Likely Impact: The watering down of theoretical style investigations continues in Methods.
Grading changes
The statement made by SCSA presenters was that in ATAR and General courses, the difference in an A, B and C style question is not content related but is related purely on how the question is asked and the amount of scaffolding given.
This makes a mockery of the differential in Mathematical ability required to complete each course particularly evident in the difference between Applications and Methods.
The rationale given was that scaling would compensate for this - but it doesn't if the gap between courses increases beyond the 5% mean + 5% of course total scaling given - Methods students are penalised for doing harder work (rather than rewarded).
Given an A, B or C in Methods is significantly harder to achieve (due to content continuing to be learned at a faster pace than Applications requiring a more difficult sequence of learning), it is hard to fathom how the way a question is asked and subsequently answered, fairly and adequately assesses the level of a student. To reduce it to this does not replicate the alignment currently required by ATAR assessment via understanding displayed in the external exam and the assessment completed to achieve similar class marks.

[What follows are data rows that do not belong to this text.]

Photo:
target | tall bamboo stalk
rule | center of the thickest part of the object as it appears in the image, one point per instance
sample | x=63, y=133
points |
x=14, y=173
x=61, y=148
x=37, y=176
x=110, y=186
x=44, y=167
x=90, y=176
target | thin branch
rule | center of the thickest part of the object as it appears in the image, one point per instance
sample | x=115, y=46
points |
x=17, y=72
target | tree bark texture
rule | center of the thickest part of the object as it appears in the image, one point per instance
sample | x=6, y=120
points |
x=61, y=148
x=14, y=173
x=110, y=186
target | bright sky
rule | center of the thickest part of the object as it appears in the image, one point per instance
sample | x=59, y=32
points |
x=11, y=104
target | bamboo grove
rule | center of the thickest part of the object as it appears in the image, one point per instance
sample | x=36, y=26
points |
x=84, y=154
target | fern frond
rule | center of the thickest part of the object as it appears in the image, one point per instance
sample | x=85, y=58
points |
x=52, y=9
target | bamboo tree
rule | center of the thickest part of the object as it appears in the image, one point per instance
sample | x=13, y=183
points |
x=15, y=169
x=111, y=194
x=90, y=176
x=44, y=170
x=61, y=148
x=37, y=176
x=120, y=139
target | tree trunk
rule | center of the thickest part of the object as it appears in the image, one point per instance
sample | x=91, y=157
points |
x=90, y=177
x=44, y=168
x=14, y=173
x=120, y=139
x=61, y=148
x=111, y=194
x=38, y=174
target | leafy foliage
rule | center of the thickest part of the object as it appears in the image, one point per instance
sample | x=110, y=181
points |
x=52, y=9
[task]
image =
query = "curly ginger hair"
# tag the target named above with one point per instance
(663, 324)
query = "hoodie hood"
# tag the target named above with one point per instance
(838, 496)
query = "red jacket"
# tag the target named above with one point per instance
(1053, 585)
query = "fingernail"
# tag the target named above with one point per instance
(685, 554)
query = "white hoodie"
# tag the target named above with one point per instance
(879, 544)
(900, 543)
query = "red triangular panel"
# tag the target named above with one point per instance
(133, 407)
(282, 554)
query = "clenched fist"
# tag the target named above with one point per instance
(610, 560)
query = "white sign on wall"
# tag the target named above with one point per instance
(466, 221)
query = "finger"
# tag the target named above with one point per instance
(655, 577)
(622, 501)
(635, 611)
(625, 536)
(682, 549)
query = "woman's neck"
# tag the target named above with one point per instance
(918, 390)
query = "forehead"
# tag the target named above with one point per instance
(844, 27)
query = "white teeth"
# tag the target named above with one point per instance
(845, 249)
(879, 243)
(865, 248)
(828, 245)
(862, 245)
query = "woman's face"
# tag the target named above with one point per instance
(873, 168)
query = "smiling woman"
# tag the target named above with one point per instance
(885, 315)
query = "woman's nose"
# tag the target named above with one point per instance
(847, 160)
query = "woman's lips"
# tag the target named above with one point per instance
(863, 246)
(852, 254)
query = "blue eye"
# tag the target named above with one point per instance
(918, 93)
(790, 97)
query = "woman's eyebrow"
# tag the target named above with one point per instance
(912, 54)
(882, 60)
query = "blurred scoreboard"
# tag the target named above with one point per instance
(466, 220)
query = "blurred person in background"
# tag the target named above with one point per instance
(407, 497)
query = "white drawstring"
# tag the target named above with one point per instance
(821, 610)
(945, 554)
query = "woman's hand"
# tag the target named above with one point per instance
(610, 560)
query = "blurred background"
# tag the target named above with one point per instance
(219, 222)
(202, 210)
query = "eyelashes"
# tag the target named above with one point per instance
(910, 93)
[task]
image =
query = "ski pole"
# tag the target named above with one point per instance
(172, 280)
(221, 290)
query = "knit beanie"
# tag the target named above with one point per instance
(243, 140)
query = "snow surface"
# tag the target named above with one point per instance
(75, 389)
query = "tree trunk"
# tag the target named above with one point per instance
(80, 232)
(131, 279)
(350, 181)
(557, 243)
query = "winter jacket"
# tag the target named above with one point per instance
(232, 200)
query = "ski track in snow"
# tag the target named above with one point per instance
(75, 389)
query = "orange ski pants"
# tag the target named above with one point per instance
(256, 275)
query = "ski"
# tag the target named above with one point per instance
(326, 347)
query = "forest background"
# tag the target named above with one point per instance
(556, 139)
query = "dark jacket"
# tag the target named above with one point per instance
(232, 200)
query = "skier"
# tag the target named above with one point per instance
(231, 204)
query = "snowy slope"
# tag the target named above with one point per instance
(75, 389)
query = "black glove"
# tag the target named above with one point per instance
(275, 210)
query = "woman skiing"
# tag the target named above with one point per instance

Likely Impact: This will need to be rethought. It is not a good idea and will not be replicable under exam conditions without a blowout in Methods marks. Students in 50-57 Methods range (exam and class) in Year 11 are achieving 80% (65% after scaling) in Applications - and this is being told to students by course counsellors, reducing retention in Methods courses.
Rationale of Methods and Applications
Universities have knobbled interest in Specialist courses (there is little desire during mining slumps) by reducing pre-requisites outside of engineering (or even in engineering in some cases) and now are doing similar to Methods courses. Students are discouraged from attempting ATAR Methods by counsellors as it is not required for their courses and complete the easier ATAR Applications instead.
Intended level of difficulty (increasing to left)
Foundations Essentials Applications/Methods Specialist
In a discussion with SCSA staff post meeting it was stated (and themed throughout the presentation) that Applications and Methods are aimed to be delivered at the same level (and the grade related descriptors show this) but for different purposes (eg Applications for biological sciences/humanities students, Methods for Physical Sciences, Specialist for Engineering students).
If this is the case Methods and Applications require a significant re-write (and I don't believe this is the intent as this was stated in the presentation) as they do not meet this purpose. Whether Methods needs to come to the level of Applications or the Applications course requires a complete rethink (this is my belief) is not clear.
Likely impact: This will need to be rethought. Scaling will negatively impact students whilst this is poorly understood and implemented as per 2020. Return to a hierarchy of Foundation -> Essentials -> Applications -> Methods -> Specialist in a future iteration of courses is likely.